C’est un procès aux allures de séisme judiciaire qui s’ouvre mercredi à Oakland, en Californie.

Une coalition de procureurs américains entend démontrer, preuves à l’appui devant un tribunal fédéral, qu’Instagram et Facebook n’ont pas été pensés par hasard pour capter l’attention des plus jeunes, mais bien conçus dans le but précis de les rendre dépendants.

L’entreprise Meta, dont le siège est établi à Menlo Park, devra répondre de ces accusations portées au nom d’une trentaine d’États américains, tous parties à une action en justice engagée dès 2023. Ce sont les représentants légaux de quatre d’entre eux, la Californie, le Colorado, le Kentucky et le New Jersey, qui porteront l’accusation à la barre.

Le calendrier judiciaire prévoit une première étape ce mercredi, consacrée à la constitution du jury.

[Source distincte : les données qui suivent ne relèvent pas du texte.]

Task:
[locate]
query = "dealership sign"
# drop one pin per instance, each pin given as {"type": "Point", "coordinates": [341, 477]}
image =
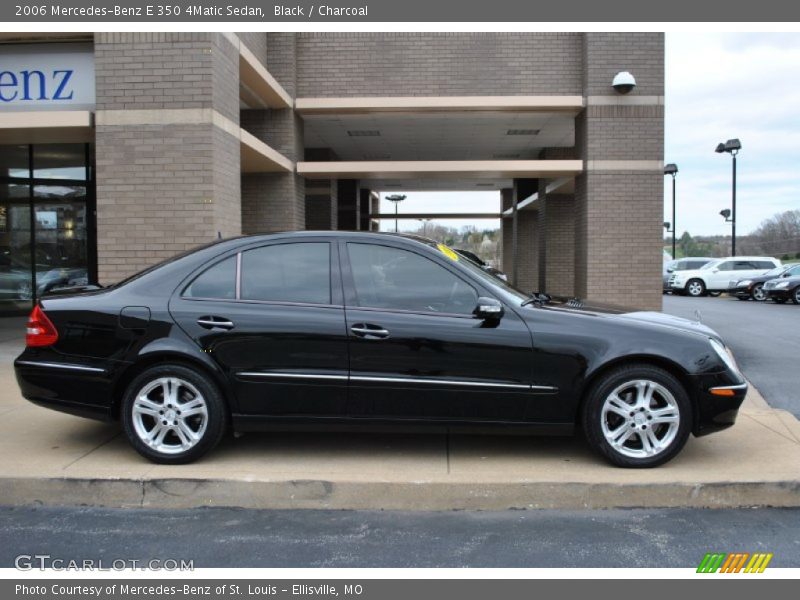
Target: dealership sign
{"type": "Point", "coordinates": [47, 77]}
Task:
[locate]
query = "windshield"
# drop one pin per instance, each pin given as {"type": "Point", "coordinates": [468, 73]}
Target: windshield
{"type": "Point", "coordinates": [777, 271]}
{"type": "Point", "coordinates": [511, 293]}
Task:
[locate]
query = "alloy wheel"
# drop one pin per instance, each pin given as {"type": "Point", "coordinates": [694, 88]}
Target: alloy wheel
{"type": "Point", "coordinates": [640, 418]}
{"type": "Point", "coordinates": [170, 415]}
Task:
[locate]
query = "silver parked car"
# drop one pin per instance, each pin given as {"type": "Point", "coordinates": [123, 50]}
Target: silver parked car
{"type": "Point", "coordinates": [682, 264]}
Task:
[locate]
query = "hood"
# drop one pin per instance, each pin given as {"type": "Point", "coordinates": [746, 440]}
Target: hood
{"type": "Point", "coordinates": [622, 313]}
{"type": "Point", "coordinates": [670, 321]}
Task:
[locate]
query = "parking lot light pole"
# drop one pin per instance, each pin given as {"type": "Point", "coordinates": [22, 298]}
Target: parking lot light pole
{"type": "Point", "coordinates": [397, 199]}
{"type": "Point", "coordinates": [672, 169]}
{"type": "Point", "coordinates": [732, 147]}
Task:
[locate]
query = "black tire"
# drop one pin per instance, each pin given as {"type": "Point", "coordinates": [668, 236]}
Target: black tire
{"type": "Point", "coordinates": [758, 294]}
{"type": "Point", "coordinates": [695, 288]}
{"type": "Point", "coordinates": [632, 453]}
{"type": "Point", "coordinates": [194, 390]}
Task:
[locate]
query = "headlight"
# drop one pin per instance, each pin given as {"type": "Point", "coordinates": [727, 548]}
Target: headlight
{"type": "Point", "coordinates": [724, 355]}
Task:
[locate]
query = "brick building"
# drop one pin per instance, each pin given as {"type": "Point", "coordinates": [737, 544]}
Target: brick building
{"type": "Point", "coordinates": [121, 149]}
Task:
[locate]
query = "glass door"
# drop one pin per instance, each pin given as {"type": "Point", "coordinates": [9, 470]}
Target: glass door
{"type": "Point", "coordinates": [46, 227]}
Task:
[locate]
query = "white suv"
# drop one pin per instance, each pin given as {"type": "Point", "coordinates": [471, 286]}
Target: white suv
{"type": "Point", "coordinates": [720, 274]}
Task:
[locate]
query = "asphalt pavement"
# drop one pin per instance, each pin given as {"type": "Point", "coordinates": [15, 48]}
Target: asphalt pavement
{"type": "Point", "coordinates": [219, 537]}
{"type": "Point", "coordinates": [764, 337]}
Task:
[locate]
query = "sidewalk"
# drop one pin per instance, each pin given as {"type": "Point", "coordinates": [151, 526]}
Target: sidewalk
{"type": "Point", "coordinates": [54, 459]}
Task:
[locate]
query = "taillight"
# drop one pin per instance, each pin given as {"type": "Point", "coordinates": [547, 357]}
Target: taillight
{"type": "Point", "coordinates": [41, 331]}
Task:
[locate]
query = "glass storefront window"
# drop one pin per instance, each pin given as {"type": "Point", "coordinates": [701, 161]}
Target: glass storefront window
{"type": "Point", "coordinates": [59, 161]}
{"type": "Point", "coordinates": [14, 161]}
{"type": "Point", "coordinates": [44, 230]}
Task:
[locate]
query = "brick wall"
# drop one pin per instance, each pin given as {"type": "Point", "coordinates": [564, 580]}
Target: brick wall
{"type": "Point", "coordinates": [641, 54]}
{"type": "Point", "coordinates": [153, 70]}
{"type": "Point", "coordinates": [620, 233]}
{"type": "Point", "coordinates": [618, 214]}
{"type": "Point", "coordinates": [431, 64]}
{"type": "Point", "coordinates": [163, 188]}
{"type": "Point", "coordinates": [256, 42]}
{"type": "Point", "coordinates": [560, 238]}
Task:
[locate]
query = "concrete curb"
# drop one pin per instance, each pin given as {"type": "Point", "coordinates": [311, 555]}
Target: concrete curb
{"type": "Point", "coordinates": [377, 495]}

Le véritable coup d’envoi des audiences n’interviendra toutefois que le 18 août, pour un procès dont la durée est estimée à six semaines, avec une clôture des débats attendue fin septembre.

Pour Vincent Joralemon, à la tête du Life Sciences Law and Policy Center rattaché à l’université de Californie à Berkeley, les similitudes avec un précédent retentissant sautent aux yeux. Interrogé par l’Agence France-Presse, le juriste établit un parallèle direct avec le procès intenté aux fabricants de cigarettes dans les années 1990 : « Cela ressemble tout à fait à l’affaire de l’industrie du tabac ».

Selon lui, l’angle d’attaque choisi par les procureurs ne diffère guère de celui employé, trois décennies plus tôt, contre les cigarettiers : viser non pas un produit en tant que tel, mais les stratégies commerciales déployées pour en développer l’usage.

Une bataille judiciaire qui, à l’époque, avait fini par contraindre les groupes du tabac à verser des indemnités colossales et à revoir drastiquement leurs campagnes publicitaires visant les jeunes publics.

Les enjeux financiers de la procédure ouverte contre Meta donnent le vertige : les plaignants réclament jusqu’à 1 400 milliards de dollars de sanctions, un montant qui avoisine la capitalisation boursière totale du groupe.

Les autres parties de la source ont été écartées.